Are we talking about the very same Dave SunnySpain?!?!

I don't think anyone needs to be scared of the X Man - I reckon he's a big softy underneath.....

So question is then - if you had the chance to meet the folks on this forum - would you?? How would their forum personalities translate into real life, I wonder??:ranger:

Tally.xxx


----------



## jojo (Sep 20, 2007)

Tallulah said:


> Are we talking about the very same Dave SunnySpain?!?!
> 
> I don't think anyone needs to be scared of the X Man - I reckon he's a big softy underneath.....
> 
> ...


Yep the very same Dave, Sunny spain and he's really sweet and comes across as well educated but dont tell him I said that!!! 

Actually I'd love to meet everyone on here, I find it facinating how people come across on here and what they're "really" like!! I maintain that I'm just the same as I write here?? 
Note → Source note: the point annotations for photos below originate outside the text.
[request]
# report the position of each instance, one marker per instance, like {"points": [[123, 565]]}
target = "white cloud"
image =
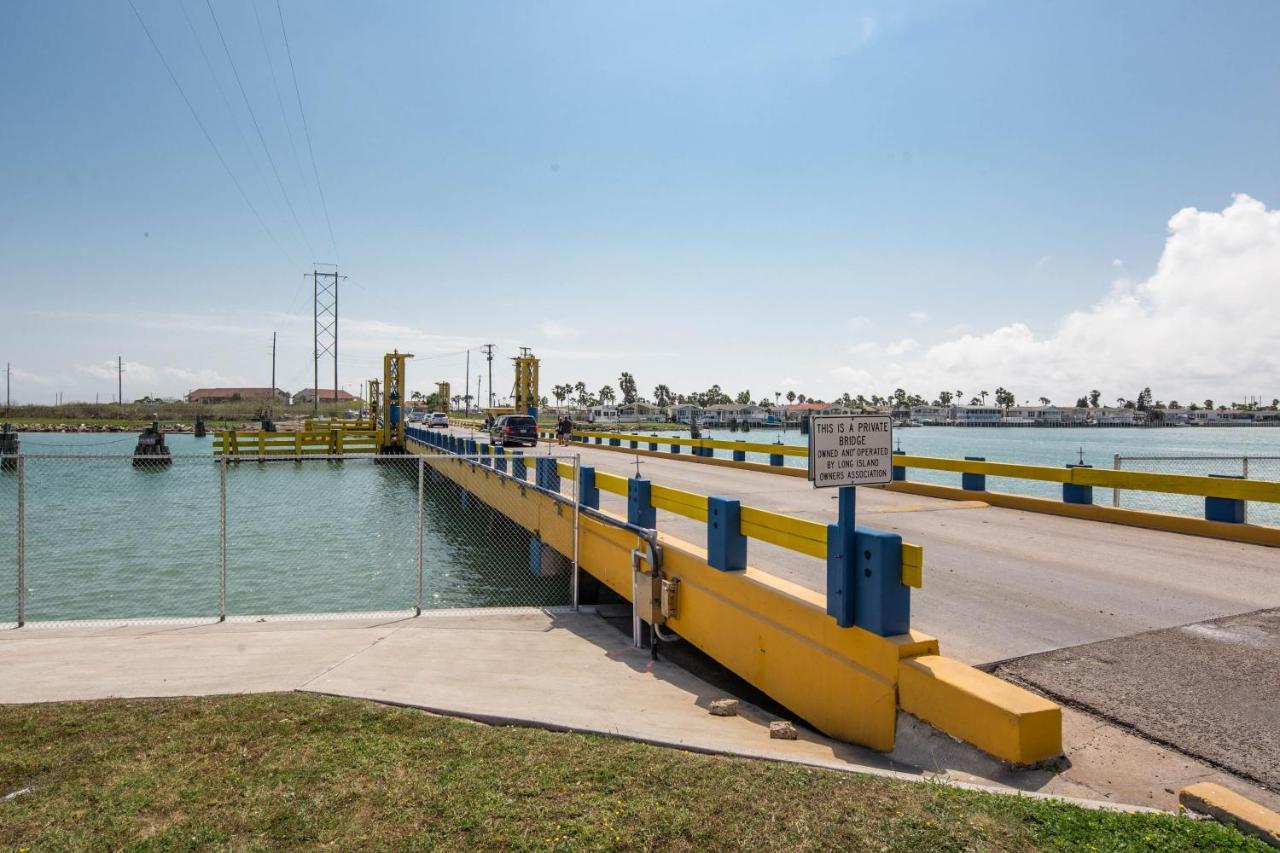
{"points": [[553, 331], [1202, 325]]}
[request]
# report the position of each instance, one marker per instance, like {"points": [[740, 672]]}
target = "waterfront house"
{"points": [[237, 395], [604, 414], [685, 413], [636, 413], [1112, 416], [323, 395], [1045, 415], [977, 415], [931, 415]]}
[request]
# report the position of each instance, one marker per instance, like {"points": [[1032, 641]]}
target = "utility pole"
{"points": [[488, 351], [325, 327]]}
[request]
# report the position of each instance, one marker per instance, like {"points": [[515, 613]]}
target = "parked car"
{"points": [[513, 430]]}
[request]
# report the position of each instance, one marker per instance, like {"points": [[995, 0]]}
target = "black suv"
{"points": [[513, 430]]}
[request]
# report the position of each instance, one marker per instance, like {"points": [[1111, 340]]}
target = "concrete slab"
{"points": [[558, 670], [1210, 689]]}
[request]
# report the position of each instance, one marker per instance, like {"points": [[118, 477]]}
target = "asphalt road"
{"points": [[997, 583]]}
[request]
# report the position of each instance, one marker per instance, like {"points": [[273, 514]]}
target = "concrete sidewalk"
{"points": [[558, 670]]}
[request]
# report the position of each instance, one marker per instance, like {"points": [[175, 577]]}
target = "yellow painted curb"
{"points": [[1228, 807], [996, 716]]}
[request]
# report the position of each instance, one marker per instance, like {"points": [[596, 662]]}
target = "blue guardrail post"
{"points": [[840, 548], [726, 546], [640, 510], [974, 482], [1228, 510], [588, 493], [882, 602], [1073, 493], [864, 574], [547, 474]]}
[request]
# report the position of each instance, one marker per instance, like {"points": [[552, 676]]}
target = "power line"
{"points": [[210, 138], [257, 127], [218, 83], [275, 86], [306, 131]]}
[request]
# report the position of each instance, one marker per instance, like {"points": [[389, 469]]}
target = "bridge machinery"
{"points": [[391, 436], [525, 395]]}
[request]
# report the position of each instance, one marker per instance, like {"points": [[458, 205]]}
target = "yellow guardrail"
{"points": [[1265, 491], [773, 633], [296, 443], [784, 530]]}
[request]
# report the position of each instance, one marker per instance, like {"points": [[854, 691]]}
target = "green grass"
{"points": [[300, 771]]}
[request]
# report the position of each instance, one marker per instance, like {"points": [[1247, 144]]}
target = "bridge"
{"points": [[992, 617]]}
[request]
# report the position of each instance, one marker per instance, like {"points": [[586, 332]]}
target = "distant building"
{"points": [[931, 415], [237, 395], [1111, 416], [324, 395], [1045, 415], [685, 413], [977, 415]]}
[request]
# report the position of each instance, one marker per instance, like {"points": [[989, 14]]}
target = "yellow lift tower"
{"points": [[392, 429], [525, 396]]}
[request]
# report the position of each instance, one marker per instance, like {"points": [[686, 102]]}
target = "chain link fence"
{"points": [[1256, 468], [205, 538]]}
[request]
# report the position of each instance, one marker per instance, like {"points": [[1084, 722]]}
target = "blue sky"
{"points": [[766, 196]]}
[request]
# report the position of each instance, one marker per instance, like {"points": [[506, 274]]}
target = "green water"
{"points": [[110, 541]]}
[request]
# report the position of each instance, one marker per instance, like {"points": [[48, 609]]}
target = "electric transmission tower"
{"points": [[325, 329]]}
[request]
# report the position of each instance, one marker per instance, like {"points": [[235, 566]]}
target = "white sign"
{"points": [[850, 450]]}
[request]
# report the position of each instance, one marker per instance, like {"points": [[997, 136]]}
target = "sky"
{"points": [[812, 197]]}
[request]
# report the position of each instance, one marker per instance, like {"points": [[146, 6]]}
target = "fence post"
{"points": [[22, 542], [577, 480], [1115, 492], [421, 471], [222, 539]]}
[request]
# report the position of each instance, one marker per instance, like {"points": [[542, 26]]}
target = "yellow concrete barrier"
{"points": [[996, 716], [1228, 807]]}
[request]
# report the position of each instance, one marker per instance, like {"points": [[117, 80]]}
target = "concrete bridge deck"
{"points": [[997, 583]]}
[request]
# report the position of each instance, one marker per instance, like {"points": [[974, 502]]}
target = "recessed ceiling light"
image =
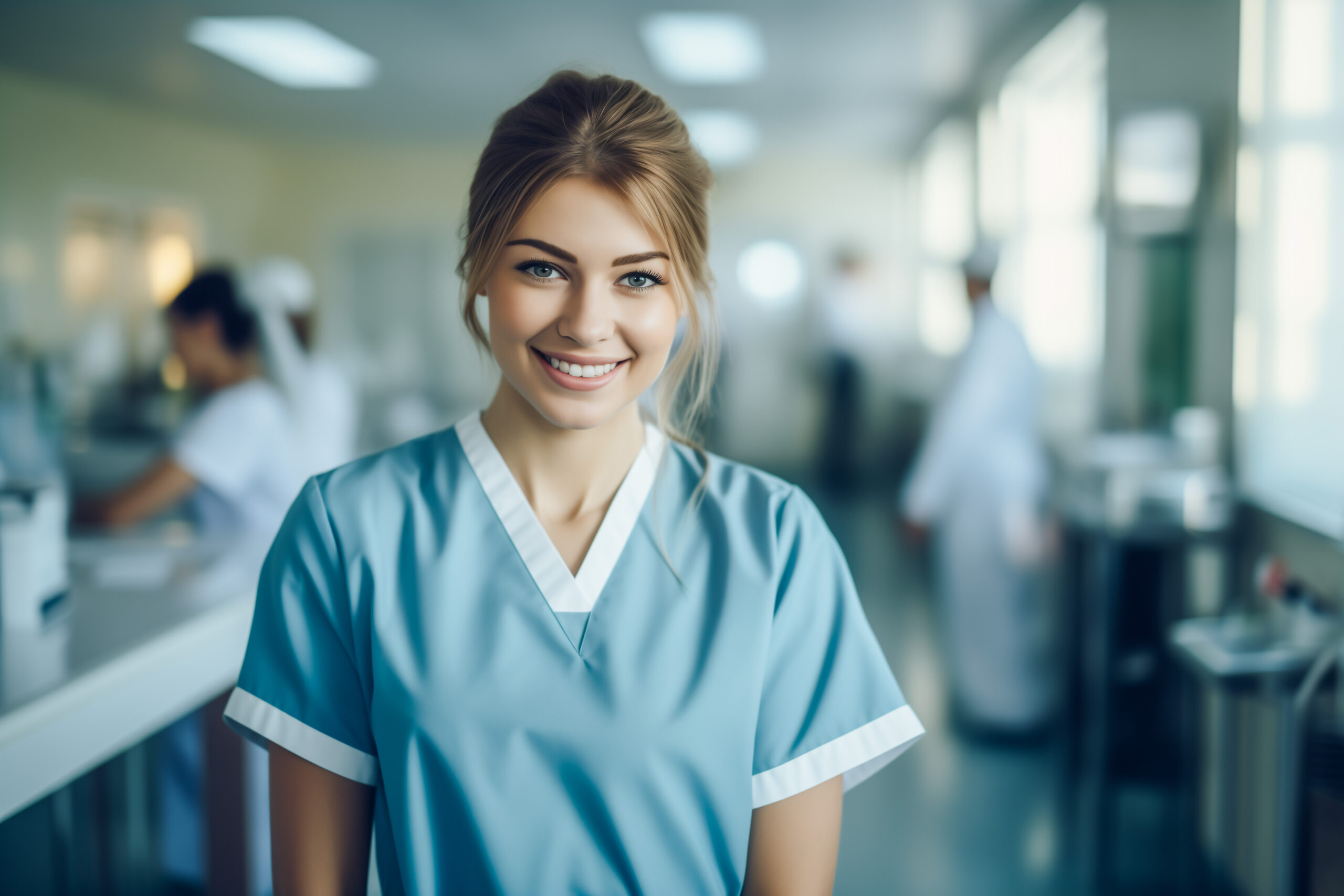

Stevehall, well he's quieter in real life than on here, less opinionated and more of a gentleman than I thought he'd be!!!!!! (he's gonna kill me isnt he )

As for XT, hhhhmmm, yes, I'll bet he's polite and as quiet as a church mouse!!!LOL

Jo xxx


----------



## XTreme (May 17, 2008)

jojo said:


> As for XT, hhhhmmm, yes, I'll bet he's polite and as quiet as a church mouse!!!LOL


I'm very shy and introverted, and suffer from low self esteem.


----------



## Tallulah (Feb 16, 2009)

XTreme said:


> I'm very shy and introverted, and suffer from low self esteem.


:spiton't believe a word of it!! Blonde, not stupid!!!


----------



## jojo (Sep 20, 2007)

Tallulah said:


> :spiton't believe a word of it!! Blonde, not stupid!!!


Xtreme, you are terrible LOL!!!  introvert did you say????? I dont think so

Jo xxxx


----------



## XTreme (May 17, 2008)

Jo laid the smack down on me! That's made my low self esteem worse now!


----------



## jojo (Sep 20, 2007)

XTreme said:


> Jo laid the smack down on me! That's made my low self esteem worse now!


somehow I think you'll get over it!!!! 

Jo xxxxx


----------



## XTreme (May 17, 2008)

jojo said:


> somehow I think you'll get over it!!!!


If I had half a chance I would!


----------



## SteveBarbosa (Mar 17, 2009)

What with all the complaining about the weather being too hot I think some of you need to be flown back to the uk for a week. You'll soon be itching to get back out to the 45c heat and the pool lol! ;-)

Oh, roll on july when I'll be joining you all!


----------



## jojo (Sep 20, 2007)

SteveBarbosa said:


> What with all the complaining about the weather being too hot I think some of you need to be flown back to the uk for a week. You'll soon be itching to get back out to the 45c heat and the pool lol! ;-)
> 
> Oh, roll on july when I'll be joining you all!


I'm going back to the UK at the end of June for 10 days, so yes, that should be a reality check!!
No pleasing some of us is there?? 

Good luck with your journey Steve

Jo xxx


----------



## SteveBarbosa (Mar 17, 2009)

jojo said:


> I'm going back to the UK at the end of June for 10 days, so yes, that should be a reality check!!
> No pleasing some of us is there??
> 
> Good luck with your journey Steve
> ...


Thanks Jo. Looking forward to resigning at work soon ha ha


----------



## littleredrooster (Aug 3, 2008)

SteveBarbosa said:


> What with all the complaining about the weather being too hot I think some of you need to be flown back to the uk for a week. You'll soon be itching to get back out to the 45c heat and the pool lol! ;-)
> 
> Oh, roll on july when I'll be joining you all!


Cant win sometimes.
I was starting to feel the heat so I left Spain just over a week ago heading North possibly to my home in Weardale,N.E.England only to be advised by my Son that it was still Winter with a covering of snow,not so unusual up there in early June,so I made a slight diversion into Sweden for a while, until the N.E.Winter is over........usually about mid July.


----------